I recommend trying it out. Write a test for a particular work item, do it, make your test pass. Now do the same for your next work item. And then the one after that. And so on.

More on acceptance testing

A couple days ago, I wrote about writing tests for tickets. (Didn’t read that post? Go on and read it. All done? Good.) I figured I should say more about the theory behind the practice

Theory

The tests I write for tickets are based on the concept of “acceptance tests” from agile development. Acceptance tests are usually written by customers and developers together to determine when a given feature is done. A feature cannot be considered finished (and should not be released to the customer) until all of the acceptance tests for the feature pass.
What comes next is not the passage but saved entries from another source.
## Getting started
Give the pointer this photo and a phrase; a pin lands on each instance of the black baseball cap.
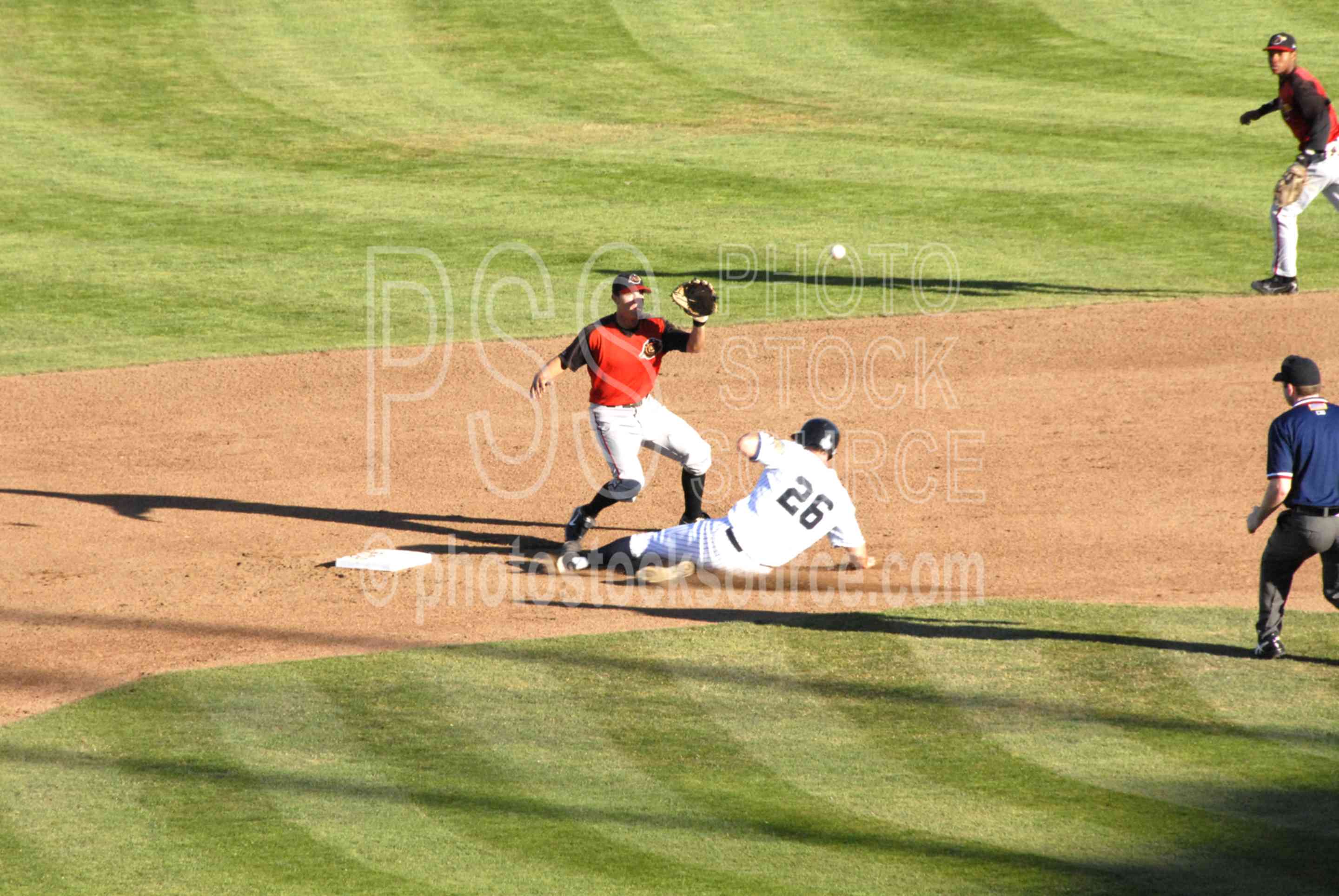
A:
(1283, 40)
(629, 280)
(1298, 372)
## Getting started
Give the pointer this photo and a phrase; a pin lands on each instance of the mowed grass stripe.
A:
(27, 867)
(804, 736)
(280, 142)
(209, 816)
(1157, 685)
(687, 752)
(491, 741)
(1038, 752)
(936, 748)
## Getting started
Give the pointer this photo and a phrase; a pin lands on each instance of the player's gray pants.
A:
(623, 431)
(705, 543)
(1295, 539)
(1322, 177)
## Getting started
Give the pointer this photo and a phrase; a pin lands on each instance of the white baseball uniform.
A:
(623, 431)
(1322, 179)
(797, 500)
(624, 416)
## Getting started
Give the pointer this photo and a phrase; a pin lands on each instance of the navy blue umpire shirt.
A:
(1305, 444)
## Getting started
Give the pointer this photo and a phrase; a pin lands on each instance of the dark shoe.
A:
(577, 525)
(1268, 649)
(1275, 285)
(574, 562)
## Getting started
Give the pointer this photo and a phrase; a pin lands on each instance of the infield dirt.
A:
(186, 515)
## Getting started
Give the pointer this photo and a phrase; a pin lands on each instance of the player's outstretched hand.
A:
(539, 384)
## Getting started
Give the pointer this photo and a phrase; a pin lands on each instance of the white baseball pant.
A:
(622, 433)
(1322, 179)
(705, 543)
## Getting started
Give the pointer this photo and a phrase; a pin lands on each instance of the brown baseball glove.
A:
(697, 298)
(1290, 186)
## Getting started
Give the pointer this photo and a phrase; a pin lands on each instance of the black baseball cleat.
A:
(572, 562)
(1268, 649)
(577, 525)
(1275, 285)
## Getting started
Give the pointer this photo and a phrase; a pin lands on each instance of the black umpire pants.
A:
(1295, 539)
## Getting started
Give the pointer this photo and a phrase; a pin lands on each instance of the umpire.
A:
(1303, 477)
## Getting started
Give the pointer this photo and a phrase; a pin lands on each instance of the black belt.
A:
(1307, 511)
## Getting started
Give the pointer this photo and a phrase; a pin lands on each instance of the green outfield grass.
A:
(203, 179)
(998, 748)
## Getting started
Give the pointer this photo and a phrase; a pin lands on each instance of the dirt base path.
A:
(186, 515)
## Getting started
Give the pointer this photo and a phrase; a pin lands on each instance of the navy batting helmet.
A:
(820, 433)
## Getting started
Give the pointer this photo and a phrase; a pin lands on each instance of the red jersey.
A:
(623, 364)
(1306, 110)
Acceptance tests are written using the language of the business domain and are understandable by both the customers and the developers. They often follow the pattern of “Given/When/Then”, i.e. “Given something is true, When I do something, Then I should see something.” Implementation-specific language is not used in these tests.

My testing process is based on the practice of “acceptance test-driven development” (ATDD). Under ATDD, acceptance tests are written before any code is written. Once the test is verified to fail, the developer writes the code. (By verifying that the test failed first, you ensure that you know that the code you wrote caused the test to pass.) When the developer believes they are done or wants to check their work so far, they run the tests. Once, and only once, the tests pass, they an consider their work done.

Sysadmin reality

As a system administrator, I do not have the luxury to work out these tests directly with my customer. I have to rely on what they have written in their ticket (or said over the phone) to figure out what they want. Sometimes, I have to ask for clarification to make sure I understand their request well enough to write the tests.
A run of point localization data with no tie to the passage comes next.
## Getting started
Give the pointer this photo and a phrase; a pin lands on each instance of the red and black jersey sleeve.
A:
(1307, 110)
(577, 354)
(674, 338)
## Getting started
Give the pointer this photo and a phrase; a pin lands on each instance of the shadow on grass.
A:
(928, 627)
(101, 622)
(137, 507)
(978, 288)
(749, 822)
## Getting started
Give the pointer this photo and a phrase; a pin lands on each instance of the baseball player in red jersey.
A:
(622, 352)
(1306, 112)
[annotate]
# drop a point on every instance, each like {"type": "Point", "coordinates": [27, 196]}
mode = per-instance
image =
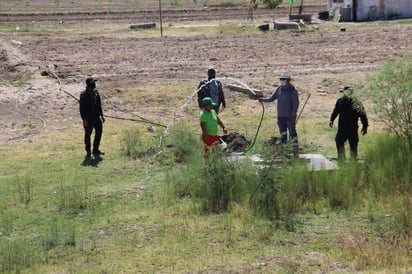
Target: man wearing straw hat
{"type": "Point", "coordinates": [287, 108]}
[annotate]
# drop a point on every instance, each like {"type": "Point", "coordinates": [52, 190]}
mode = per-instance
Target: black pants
{"type": "Point", "coordinates": [344, 135]}
{"type": "Point", "coordinates": [98, 130]}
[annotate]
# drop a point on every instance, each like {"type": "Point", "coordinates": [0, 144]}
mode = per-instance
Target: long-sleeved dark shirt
{"type": "Point", "coordinates": [288, 100]}
{"type": "Point", "coordinates": [349, 110]}
{"type": "Point", "coordinates": [211, 88]}
{"type": "Point", "coordinates": [90, 105]}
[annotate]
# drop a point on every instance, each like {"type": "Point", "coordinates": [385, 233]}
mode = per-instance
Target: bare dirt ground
{"type": "Point", "coordinates": [321, 57]}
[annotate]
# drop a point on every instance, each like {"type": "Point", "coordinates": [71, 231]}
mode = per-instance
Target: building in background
{"type": "Point", "coordinates": [370, 10]}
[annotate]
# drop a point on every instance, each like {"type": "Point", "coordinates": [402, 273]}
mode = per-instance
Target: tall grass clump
{"type": "Point", "coordinates": [222, 182]}
{"type": "Point", "coordinates": [73, 198]}
{"type": "Point", "coordinates": [17, 254]}
{"type": "Point", "coordinates": [391, 96]}
{"type": "Point", "coordinates": [185, 146]}
{"type": "Point", "coordinates": [59, 233]}
{"type": "Point", "coordinates": [130, 142]}
{"type": "Point", "coordinates": [388, 165]}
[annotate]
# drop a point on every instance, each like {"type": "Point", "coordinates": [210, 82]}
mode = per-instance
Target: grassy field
{"type": "Point", "coordinates": [131, 214]}
{"type": "Point", "coordinates": [152, 205]}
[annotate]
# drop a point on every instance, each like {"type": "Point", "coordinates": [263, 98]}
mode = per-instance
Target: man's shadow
{"type": "Point", "coordinates": [92, 161]}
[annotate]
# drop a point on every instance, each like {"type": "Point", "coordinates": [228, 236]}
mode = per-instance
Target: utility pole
{"type": "Point", "coordinates": [160, 13]}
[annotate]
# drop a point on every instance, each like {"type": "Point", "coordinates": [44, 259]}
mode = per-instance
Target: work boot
{"type": "Point", "coordinates": [98, 153]}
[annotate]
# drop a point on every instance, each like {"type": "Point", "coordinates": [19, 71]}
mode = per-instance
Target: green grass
{"type": "Point", "coordinates": [125, 214]}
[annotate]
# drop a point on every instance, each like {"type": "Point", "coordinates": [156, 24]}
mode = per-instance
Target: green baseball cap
{"type": "Point", "coordinates": [208, 101]}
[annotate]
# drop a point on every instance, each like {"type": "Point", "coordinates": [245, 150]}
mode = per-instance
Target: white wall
{"type": "Point", "coordinates": [385, 9]}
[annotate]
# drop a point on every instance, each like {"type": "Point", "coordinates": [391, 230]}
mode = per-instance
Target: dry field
{"type": "Point", "coordinates": [70, 46]}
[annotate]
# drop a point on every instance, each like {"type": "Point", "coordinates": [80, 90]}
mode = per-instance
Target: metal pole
{"type": "Point", "coordinates": [160, 12]}
{"type": "Point", "coordinates": [300, 113]}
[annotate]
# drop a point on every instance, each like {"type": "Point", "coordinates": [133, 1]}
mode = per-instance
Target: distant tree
{"type": "Point", "coordinates": [391, 94]}
{"type": "Point", "coordinates": [272, 3]}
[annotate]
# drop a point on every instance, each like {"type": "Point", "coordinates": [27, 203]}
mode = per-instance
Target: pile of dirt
{"type": "Point", "coordinates": [235, 142]}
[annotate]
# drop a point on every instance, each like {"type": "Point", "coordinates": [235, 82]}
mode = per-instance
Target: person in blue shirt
{"type": "Point", "coordinates": [287, 107]}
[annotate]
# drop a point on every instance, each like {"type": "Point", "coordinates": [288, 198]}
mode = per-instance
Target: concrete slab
{"type": "Point", "coordinates": [318, 162]}
{"type": "Point", "coordinates": [315, 162]}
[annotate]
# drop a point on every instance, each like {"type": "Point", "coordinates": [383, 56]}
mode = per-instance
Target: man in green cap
{"type": "Point", "coordinates": [209, 121]}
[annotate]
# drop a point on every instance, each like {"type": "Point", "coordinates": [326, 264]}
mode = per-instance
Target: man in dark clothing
{"type": "Point", "coordinates": [287, 107]}
{"type": "Point", "coordinates": [211, 88]}
{"type": "Point", "coordinates": [92, 115]}
{"type": "Point", "coordinates": [349, 110]}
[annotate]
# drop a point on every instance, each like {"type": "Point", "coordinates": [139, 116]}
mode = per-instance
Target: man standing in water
{"type": "Point", "coordinates": [92, 115]}
{"type": "Point", "coordinates": [211, 88]}
{"type": "Point", "coordinates": [287, 108]}
{"type": "Point", "coordinates": [349, 109]}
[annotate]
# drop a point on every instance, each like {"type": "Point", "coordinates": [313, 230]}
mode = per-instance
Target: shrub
{"type": "Point", "coordinates": [390, 92]}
Since I have to work out on my own what my customer wants, the tests I write are not guaranteed to be as effective for establishing when I am truly done. After all, my understanding of what they want may be incomplete and, therefore while my tests say I am done with the request, I’m not really done: I have not done everything my customer wanted.
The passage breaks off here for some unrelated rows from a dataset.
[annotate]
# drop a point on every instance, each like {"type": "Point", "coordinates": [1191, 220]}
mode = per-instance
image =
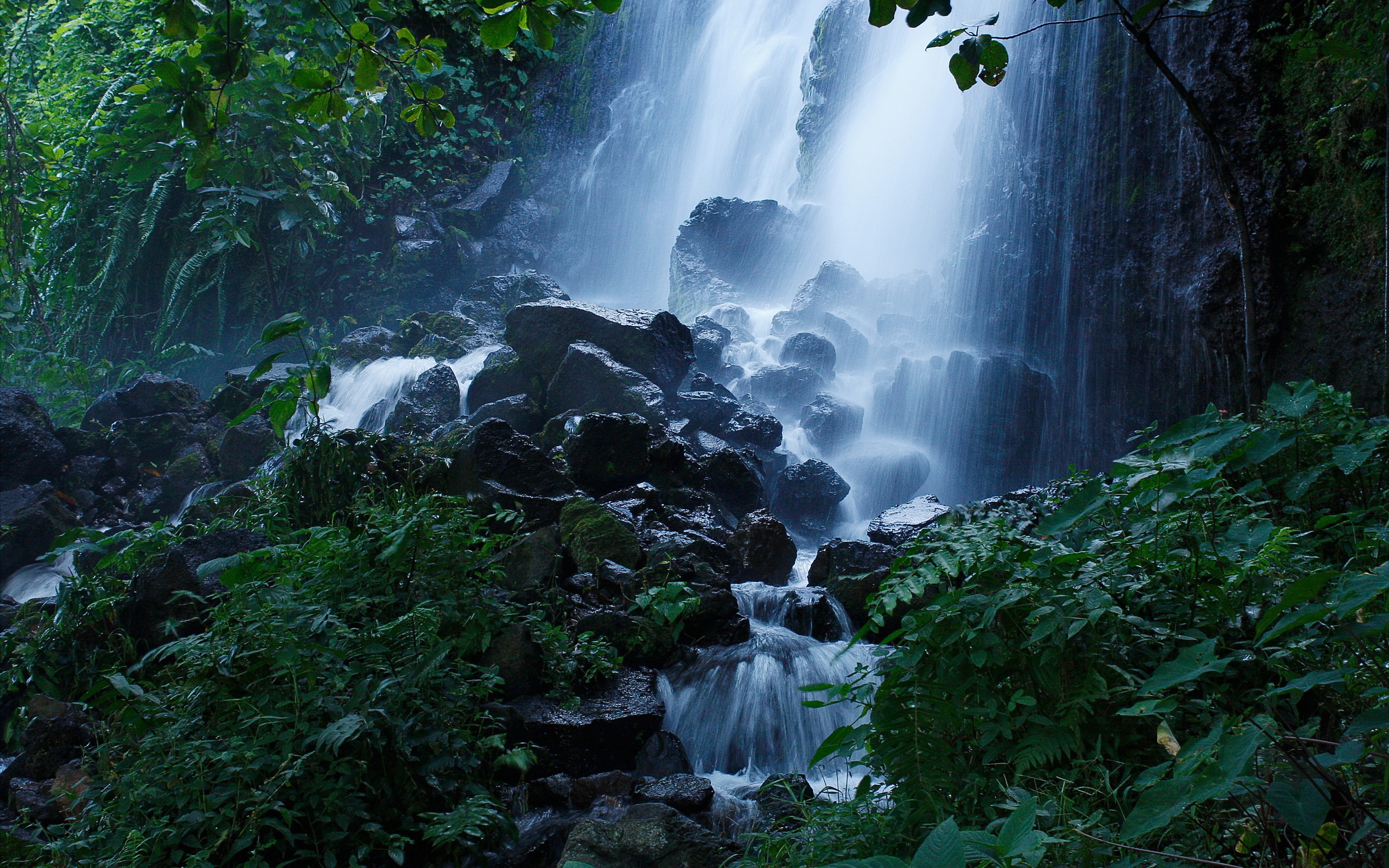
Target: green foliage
{"type": "Point", "coordinates": [335, 710]}
{"type": "Point", "coordinates": [1224, 588]}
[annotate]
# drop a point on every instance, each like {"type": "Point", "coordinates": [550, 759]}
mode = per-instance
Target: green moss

One benefit of having to devise these tests myself is that I can use implementation-specific language. This lets me simplify the implementations of tests although maybe not the tests themselves. For example, I can write implementation-specific steps for getting the list of email accounts from mailservers (e.g. “When I get the list of accounts in Postfix”, “When I get the list of accounts in exchange”, etc.) without having to write conditional and abstraction logic within the test implementation.

To learn more

ATDD is covered in detail in ATDD By Example by Markus Gärtner. In addition to discussing the idea behind ATDD, he provides some coverage of two tools, Cucumber and FitNesse. The Cucumber Book by Matt Wynne and Aslak Hellesøy covers Cucumber in more detail.

The second part of The RSpec Book by David Chelimsky et al covers behavior-driven development (BDD) which is similar to and incorporates aspects of ATDD. (One of the foundations of BDD is “acceptance test-driven planning.”) I do not believe my testing methodology follows BDD since I am not always testing behavior. (See my comments about indirect tests in my last post.)

Finally, in chapter seven of The Clean Coder, Robert Martin discusses acceptance testing and the importance of establishing a correct definition of done.